Since the implementation was completed, the laboratory has seen a noticeable improvement in productivity and quality. Eliminating the hand entry of data was instrumental. This was especially true for 8260 and 8270 test methods. The task of entering sample information went from an average of up to fifteen minutes for two samples to the ability to enter an entire run—maybe thirty-five samples over two days—in the same time frame. Even for smaller tests like BOD and TSS, the technicians don’t have to do the calculations manually any more. Element LIMS does them automatically. “We don’t have to have to worry about calculations, we just check to make sure it looks normal and correct any red flags that might show up and that’s that. Instead of having to do the hand calculations, and then the hand data entry, and then checking the calculations, and then checking the hand data entry. So we’ve taken it from four steps to one or two. For the big instruments like ICP-MS and GC-MS that’s a huge time saver,” said Shackelford.
Jennifer Shackelford, LIMS Administrator
Being able to report QC (instead of attaching a separate document) and reducing errors with embedded calculations has improved quality control, but the ability directly generate control charts has been a great benefit as well. The control charts in particular provide the QA group and others with the ability to analyze data in a way that wasn’t possible before. And data can be viewed by project or by client or by other variables. And because the control charts are interactive, analytical method control limits can be updated from within the charts.
The new system was also a significant factor in receiving NELAC certification. The key is the inherent traceability and built-in audit trail in Element LIMS. “You have your sample results, then you can go back to the batch that it’s in. Then you can find whatever was used in that batch—all of the standards. And then you can go back to the standards and see how they were prepared, and then the information that the standards were prepared from. Everything is there.
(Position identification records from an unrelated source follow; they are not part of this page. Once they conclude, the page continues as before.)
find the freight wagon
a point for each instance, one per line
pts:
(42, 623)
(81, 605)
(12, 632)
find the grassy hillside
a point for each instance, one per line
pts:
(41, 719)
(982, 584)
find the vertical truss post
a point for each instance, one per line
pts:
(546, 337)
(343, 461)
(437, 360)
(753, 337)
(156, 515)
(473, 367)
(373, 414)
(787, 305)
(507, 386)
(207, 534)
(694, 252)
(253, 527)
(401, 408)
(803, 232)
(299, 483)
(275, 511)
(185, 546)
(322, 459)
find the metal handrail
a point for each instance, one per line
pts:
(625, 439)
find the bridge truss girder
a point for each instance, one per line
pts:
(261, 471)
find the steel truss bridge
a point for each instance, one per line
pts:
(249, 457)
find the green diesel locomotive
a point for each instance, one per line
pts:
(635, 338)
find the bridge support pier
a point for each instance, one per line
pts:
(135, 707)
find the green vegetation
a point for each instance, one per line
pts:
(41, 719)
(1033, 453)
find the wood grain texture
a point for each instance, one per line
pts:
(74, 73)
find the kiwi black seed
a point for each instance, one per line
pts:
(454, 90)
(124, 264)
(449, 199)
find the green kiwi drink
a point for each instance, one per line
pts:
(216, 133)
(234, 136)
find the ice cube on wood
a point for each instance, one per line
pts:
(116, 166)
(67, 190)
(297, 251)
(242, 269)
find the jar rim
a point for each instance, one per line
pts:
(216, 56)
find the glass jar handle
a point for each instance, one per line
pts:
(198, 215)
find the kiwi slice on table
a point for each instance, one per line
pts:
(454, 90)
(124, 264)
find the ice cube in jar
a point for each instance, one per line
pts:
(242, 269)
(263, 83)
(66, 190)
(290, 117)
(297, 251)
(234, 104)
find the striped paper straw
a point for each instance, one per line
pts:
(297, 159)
It’s connected,” said Shackelford. “The auditors like you to be able to pull up data quickly and easily and we can do that. It [Element LIMS] follows the steps that NELAC wants. You are able to know what it is you are reporting, for who, why, and where it is.”
Perhaps the most telling fact with regard to the transformation the laboratory has made is the number of people who use the information management system to do their job. With the old LIMS, there were three primary users because the system was so challenging. With Element LIMS, everyone in the lab uses it and has access to project information, sample data, test analysis, and operational and analytical reports. That includes fifteen people in the laboratory and a select few outside the laboratory that need access to key information. Shackelford sums it up. “Element LIMS is easy, it’s fast, it does what we need it to do.”